Biological Sciences Division, Pacific Northwest National Laboratory, Richland, WA 99352, USA.
BMC Genomics. 2011 Aug 25;12:433. doi: 10.1186/1471-2164-12-433.
Complete and accurate genome annotation is crucial for comprehensive and systematic studies of biological systems. However, determining protein-coding genes for most new genomes is almost completely performed by inference using computational predictions with significant documented error rates (> 15%). Furthermore, gene prediction programs provide no information on biologically important post-translational processing events critical for protein function.
We experimentally annotated the bacterial pathogen Salmonella Typhimurium 14028, using "shotgun" proteomics to accurately uncover the translational landscape and post-translational features. The data provide protein-level experimental validation for approximately half of the predicted protein-coding genes in Salmonella and suggest revisions to several genes that appear to have incorrectly assigned translational start sites, including a potential novel alternate start codon. Additionally, we uncovered 12 non-annotated genes missed by gene prediction programs, as well as evidence suggesting a role for one of these novel ORFs in Salmonella pathogenesis. We also characterized post-translational features in the Salmonella genome, including chemical modifications and proteolytic cleavages. We find that bacteria have a much larger and more complex repertoire of chemical modifications than previously thought including several novel modifications. Our in vivo proteolysis data identified more than 130 signal peptide and N-terminal methionine cleavage events critical for protein function.

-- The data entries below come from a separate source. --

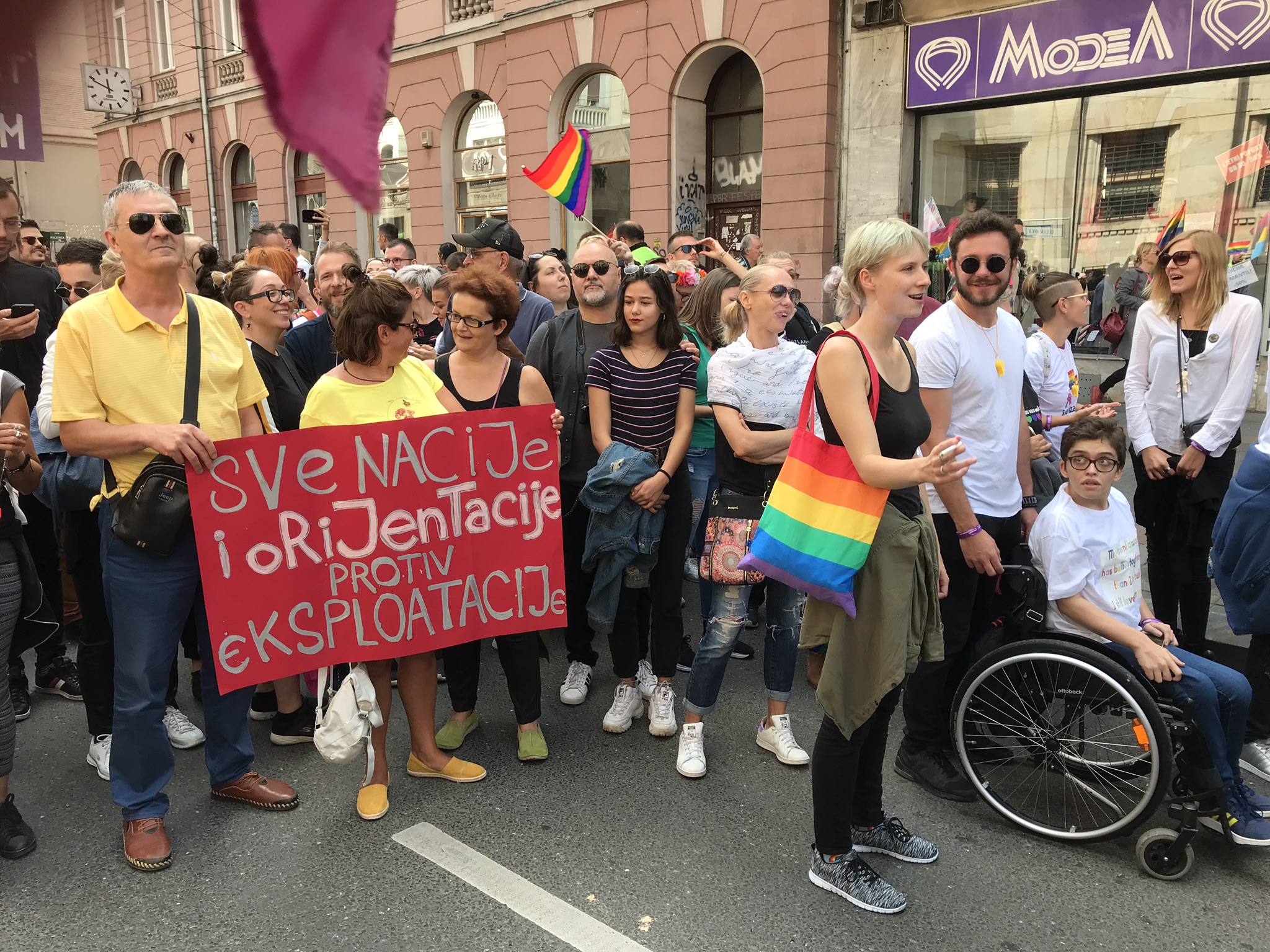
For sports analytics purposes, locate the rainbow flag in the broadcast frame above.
[521,122,590,216]
[1156,202,1186,247]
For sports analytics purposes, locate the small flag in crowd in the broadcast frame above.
[1156,202,1186,247]
[521,122,590,217]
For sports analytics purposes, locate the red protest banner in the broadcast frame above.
[1217,136,1270,185]
[188,406,565,690]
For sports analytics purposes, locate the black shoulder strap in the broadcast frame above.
[180,294,203,426]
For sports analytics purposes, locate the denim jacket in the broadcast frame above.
[578,441,665,635]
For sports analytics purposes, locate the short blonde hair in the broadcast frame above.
[838,218,931,303]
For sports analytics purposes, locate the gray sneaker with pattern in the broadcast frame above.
[806,847,908,915]
[851,814,940,863]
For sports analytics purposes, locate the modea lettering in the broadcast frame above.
[988,4,1173,84]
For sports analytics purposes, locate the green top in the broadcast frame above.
[683,324,714,449]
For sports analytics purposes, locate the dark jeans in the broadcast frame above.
[904,513,1021,752]
[102,511,255,820]
[606,464,692,678]
[561,482,600,678]
[441,631,542,723]
[7,496,66,683]
[812,687,902,855]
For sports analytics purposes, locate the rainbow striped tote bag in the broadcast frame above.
[740,330,890,618]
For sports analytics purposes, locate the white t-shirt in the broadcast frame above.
[1024,330,1081,449]
[1028,485,1142,641]
[909,301,1028,518]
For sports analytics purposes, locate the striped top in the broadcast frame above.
[587,346,697,449]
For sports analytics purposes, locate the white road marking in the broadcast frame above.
[393,822,647,952]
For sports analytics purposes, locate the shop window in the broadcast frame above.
[455,99,507,231]
[371,115,411,249]
[230,146,260,252]
[964,142,1025,217]
[559,73,631,247]
[167,155,194,232]
[295,152,326,252]
[1093,126,1172,222]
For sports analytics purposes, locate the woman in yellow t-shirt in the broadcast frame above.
[300,264,485,820]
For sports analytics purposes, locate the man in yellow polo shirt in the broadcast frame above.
[53,180,300,871]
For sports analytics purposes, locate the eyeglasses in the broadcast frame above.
[448,311,498,328]
[53,282,102,301]
[1063,454,1120,472]
[242,288,296,305]
[957,255,1010,274]
[767,284,802,307]
[128,212,185,235]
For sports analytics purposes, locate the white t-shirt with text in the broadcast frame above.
[1028,485,1142,641]
[909,301,1028,518]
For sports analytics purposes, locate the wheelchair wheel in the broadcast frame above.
[951,640,1172,842]
[1137,826,1195,879]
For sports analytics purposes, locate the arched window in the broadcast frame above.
[230,146,260,252]
[371,115,411,246]
[167,155,194,231]
[706,53,763,255]
[295,152,326,253]
[453,99,507,231]
[560,73,631,249]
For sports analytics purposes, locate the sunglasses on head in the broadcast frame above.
[128,212,185,235]
[957,255,1010,274]
[1160,252,1199,268]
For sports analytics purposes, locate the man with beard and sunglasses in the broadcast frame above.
[895,211,1036,802]
[52,180,300,872]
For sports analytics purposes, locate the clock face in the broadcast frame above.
[84,63,132,113]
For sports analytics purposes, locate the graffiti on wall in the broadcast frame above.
[674,160,706,234]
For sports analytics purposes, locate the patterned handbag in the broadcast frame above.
[740,330,890,618]
[699,491,763,585]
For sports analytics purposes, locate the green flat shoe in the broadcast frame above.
[515,730,548,760]
[437,711,480,750]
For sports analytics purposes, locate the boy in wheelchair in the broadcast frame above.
[1029,416,1270,847]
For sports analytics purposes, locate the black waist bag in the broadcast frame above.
[105,296,202,558]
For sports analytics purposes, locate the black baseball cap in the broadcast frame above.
[450,218,525,258]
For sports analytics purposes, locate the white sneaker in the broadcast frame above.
[647,681,680,738]
[162,707,207,750]
[87,734,110,781]
[635,658,657,700]
[605,682,644,734]
[755,715,812,767]
[560,661,590,705]
[674,721,706,777]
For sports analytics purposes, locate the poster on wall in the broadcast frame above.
[189,406,565,692]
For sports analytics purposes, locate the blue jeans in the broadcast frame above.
[683,579,804,717]
[686,447,719,619]
[100,515,255,820]
[1109,642,1252,788]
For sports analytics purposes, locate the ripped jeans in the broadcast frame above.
[683,579,805,717]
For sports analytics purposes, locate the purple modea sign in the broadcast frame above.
[0,42,45,162]
[908,0,1270,109]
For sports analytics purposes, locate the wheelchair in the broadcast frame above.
[951,565,1229,879]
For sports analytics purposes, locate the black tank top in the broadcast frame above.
[433,353,525,410]
[815,338,931,518]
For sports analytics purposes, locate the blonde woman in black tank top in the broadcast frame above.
[429,268,564,760]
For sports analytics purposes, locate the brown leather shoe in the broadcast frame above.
[212,770,300,810]
[123,816,171,872]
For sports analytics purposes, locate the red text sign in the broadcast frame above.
[189,406,565,690]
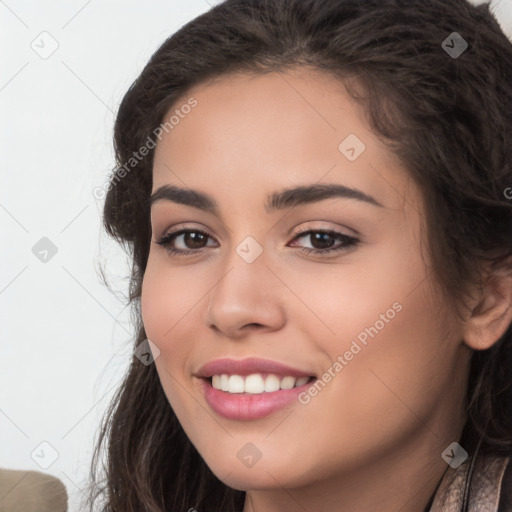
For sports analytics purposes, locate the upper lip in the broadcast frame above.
[196,357,312,378]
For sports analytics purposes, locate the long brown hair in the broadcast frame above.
[89,0,512,512]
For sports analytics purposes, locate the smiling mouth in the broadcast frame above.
[206,373,315,395]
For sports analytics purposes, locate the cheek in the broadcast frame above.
[141,257,195,374]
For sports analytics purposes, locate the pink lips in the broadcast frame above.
[196,358,311,421]
[197,357,311,378]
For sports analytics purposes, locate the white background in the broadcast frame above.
[0,0,512,512]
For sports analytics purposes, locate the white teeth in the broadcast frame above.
[244,373,265,394]
[281,377,297,389]
[220,373,229,391]
[228,375,245,393]
[212,373,309,395]
[265,375,280,393]
[212,375,221,389]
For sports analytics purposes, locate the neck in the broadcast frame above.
[243,416,462,512]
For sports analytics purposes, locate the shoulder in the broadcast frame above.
[0,469,68,512]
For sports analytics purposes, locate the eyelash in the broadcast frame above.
[156,228,359,257]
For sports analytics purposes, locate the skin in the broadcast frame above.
[142,68,512,512]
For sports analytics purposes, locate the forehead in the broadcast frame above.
[153,68,416,212]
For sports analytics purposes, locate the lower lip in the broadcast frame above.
[201,379,314,421]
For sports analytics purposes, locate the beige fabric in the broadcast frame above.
[0,469,68,512]
[430,456,510,512]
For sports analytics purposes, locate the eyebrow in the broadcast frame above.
[150,183,384,216]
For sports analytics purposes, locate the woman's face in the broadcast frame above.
[142,69,468,489]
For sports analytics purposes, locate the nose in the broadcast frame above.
[205,251,286,339]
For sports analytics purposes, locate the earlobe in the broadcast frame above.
[463,260,512,350]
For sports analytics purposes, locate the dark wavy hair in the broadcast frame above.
[88,0,512,512]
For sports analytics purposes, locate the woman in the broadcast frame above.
[86,0,512,512]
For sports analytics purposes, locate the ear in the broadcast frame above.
[463,258,512,350]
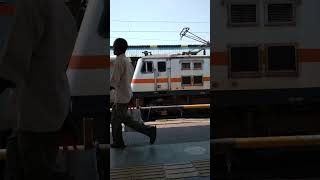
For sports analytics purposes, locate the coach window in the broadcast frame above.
[226,0,259,27]
[266,45,298,76]
[229,46,260,78]
[193,62,202,70]
[181,62,191,70]
[181,76,191,86]
[141,61,153,73]
[264,0,296,26]
[158,61,167,72]
[193,76,203,86]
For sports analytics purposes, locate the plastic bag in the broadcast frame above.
[125,108,144,131]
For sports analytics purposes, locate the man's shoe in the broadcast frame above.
[149,126,157,144]
[110,143,126,149]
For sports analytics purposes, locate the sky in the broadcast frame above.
[110,0,210,45]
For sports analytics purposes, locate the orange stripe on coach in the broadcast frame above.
[69,55,110,69]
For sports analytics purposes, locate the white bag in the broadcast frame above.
[0,88,18,130]
[125,108,144,131]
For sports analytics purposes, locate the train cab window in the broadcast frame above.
[193,62,202,70]
[181,76,191,86]
[141,61,153,73]
[229,46,260,77]
[227,0,259,27]
[267,45,298,75]
[193,76,203,86]
[181,62,191,70]
[265,0,296,26]
[158,61,167,72]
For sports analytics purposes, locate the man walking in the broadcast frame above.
[0,0,77,180]
[110,38,156,148]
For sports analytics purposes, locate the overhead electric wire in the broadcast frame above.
[111,19,210,24]
[110,30,210,34]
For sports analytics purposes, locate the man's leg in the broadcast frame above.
[18,132,58,180]
[111,104,124,147]
[123,104,156,144]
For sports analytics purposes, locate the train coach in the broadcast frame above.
[211,0,320,137]
[111,55,210,106]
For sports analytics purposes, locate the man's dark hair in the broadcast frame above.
[114,38,128,52]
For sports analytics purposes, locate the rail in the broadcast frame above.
[110,104,210,111]
[211,135,320,154]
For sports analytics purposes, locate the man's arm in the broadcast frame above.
[110,59,123,88]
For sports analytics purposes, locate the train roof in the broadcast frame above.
[141,54,210,59]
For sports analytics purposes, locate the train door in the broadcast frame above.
[155,59,170,91]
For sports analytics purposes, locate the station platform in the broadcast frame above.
[110,119,210,180]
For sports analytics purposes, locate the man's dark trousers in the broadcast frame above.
[111,103,152,144]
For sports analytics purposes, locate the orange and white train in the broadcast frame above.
[111,55,210,106]
[211,0,320,107]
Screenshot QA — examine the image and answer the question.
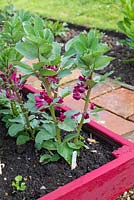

This work highlights several ways in which application of proteomics data can improve the quality of genome annotations to facilitate novel biological insights and provides a comprehensive proteome map of Salmonella as a resource for systems analysis.
完整和准确的基因组注释对于生物系统的全面和系统研究至关重要。然而,对于大多数新基因组,蛋白质编码基因的确定几乎完全是通过使用计算预测进行推断完成的,这些预测具有显著的记录错误率(>15%)。此外,基因预测程序没有提供对生物重要的翻译后处理事件的信息,这些事件对蛋白质功能至关重要。
我们使用“shotgun”蛋白质组学实验性注释了细菌病原体鼠伤寒沙门氏菌 14028,以准确揭示翻译景观和翻译后特征。这些数据为沙门氏菌中约一半预测的蛋白质编码基因提供了蛋白质水平的实验验证,并对几个似乎具有错误分配翻译起始位点的基因进行了修订,包括一个潜在的新起始密码子。此外,我们发现了 12 个基因预测程序错过的非注释基因,并提供了证据表明这些新 ORF 之一在沙门氏菌发病机制中的作用。我们还描述了沙门氏菌基因组中的翻译后特征,包括化学修饰和蛋白水解切割。我们发现细菌具有比以前认为的更大和更复杂的化学修饰库,包括几种新修饰。我们的体内蛋白水解数据确定了超过 130 个信号肽和 N 端甲硫氨酸切割事件,这些事件对蛋白质功能至关重要。
这项工作强调了蛋白质组学数据应用可以提高基因组注释质量的几种方式,以促进新的生物学见解,并提供了沙门氏菌的综合蛋白质组图谱,作为系统分析的资源。